Closed plijnzaad closed 4 years ago
I work-around would be as follows:
# extract selected tags (could be fewer or more) from the bamfile:
tagsfile=${bamfile/sam/tags}
samtools view $bamfile \
| awk -F "\t" -v OFS="\t" '{print $12,$13,$14,$15,$16,$17,$18 }' > $tagsfile
# run atropos with bam in- and output, adding back the tags from $tagsfile
atropos trim --adapter $adapter $bamfile \
--input-format bam --output-format sam OTHERARGS \
| grep -v '^@' \
| paste -d "\t" - $tagsfile \
| awk -F"\t" -v OFS="\t" '$10 != "" && $10 != "*" ' \
| samtools view -b - > ${bamfile/.bam/-trimmed.bam}
the grep -v
-line is to address issue #101, the second awk
line is to get rid of reads that have been trimmed to length 0.
Fixed in develop.

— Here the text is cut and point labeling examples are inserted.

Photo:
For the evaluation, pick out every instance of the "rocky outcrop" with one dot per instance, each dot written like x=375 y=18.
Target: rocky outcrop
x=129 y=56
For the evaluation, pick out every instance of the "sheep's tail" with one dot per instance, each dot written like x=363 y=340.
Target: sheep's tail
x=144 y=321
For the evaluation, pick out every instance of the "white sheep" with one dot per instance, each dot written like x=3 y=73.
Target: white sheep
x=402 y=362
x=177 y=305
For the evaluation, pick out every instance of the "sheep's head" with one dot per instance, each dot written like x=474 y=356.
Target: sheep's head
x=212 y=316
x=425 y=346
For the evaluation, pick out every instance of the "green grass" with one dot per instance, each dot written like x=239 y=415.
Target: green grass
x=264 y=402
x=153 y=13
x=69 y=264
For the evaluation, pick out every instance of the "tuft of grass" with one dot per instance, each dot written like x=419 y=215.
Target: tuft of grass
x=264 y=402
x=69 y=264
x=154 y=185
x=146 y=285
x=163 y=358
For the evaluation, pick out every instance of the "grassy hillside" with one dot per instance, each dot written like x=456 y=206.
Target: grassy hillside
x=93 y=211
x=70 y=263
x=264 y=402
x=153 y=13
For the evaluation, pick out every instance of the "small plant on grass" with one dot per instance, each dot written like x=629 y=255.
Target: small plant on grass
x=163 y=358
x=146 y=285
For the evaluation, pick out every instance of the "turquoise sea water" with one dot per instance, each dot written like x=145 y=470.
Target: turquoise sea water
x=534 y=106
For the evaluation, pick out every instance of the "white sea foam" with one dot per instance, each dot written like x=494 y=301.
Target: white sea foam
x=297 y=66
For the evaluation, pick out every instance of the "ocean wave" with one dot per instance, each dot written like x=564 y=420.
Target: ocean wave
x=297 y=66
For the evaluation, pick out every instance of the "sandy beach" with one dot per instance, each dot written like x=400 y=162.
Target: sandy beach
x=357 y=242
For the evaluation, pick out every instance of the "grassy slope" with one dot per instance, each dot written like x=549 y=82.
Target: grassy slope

Will be released in alpha6.
There are also new --remove-sam-tags
and --keep-sam-tag
options for filtering out all/specific SAM tags.
When running atropos on (unaligned) SAM input which contains SAM tags and outputting with SAM format, all SAM tags have disappeared ! This is very unfortunate because the only reason, really, to use unaligned SAM instead of fastq is precisely the ability to maintain extra information per read (which is impossible with FASTQ).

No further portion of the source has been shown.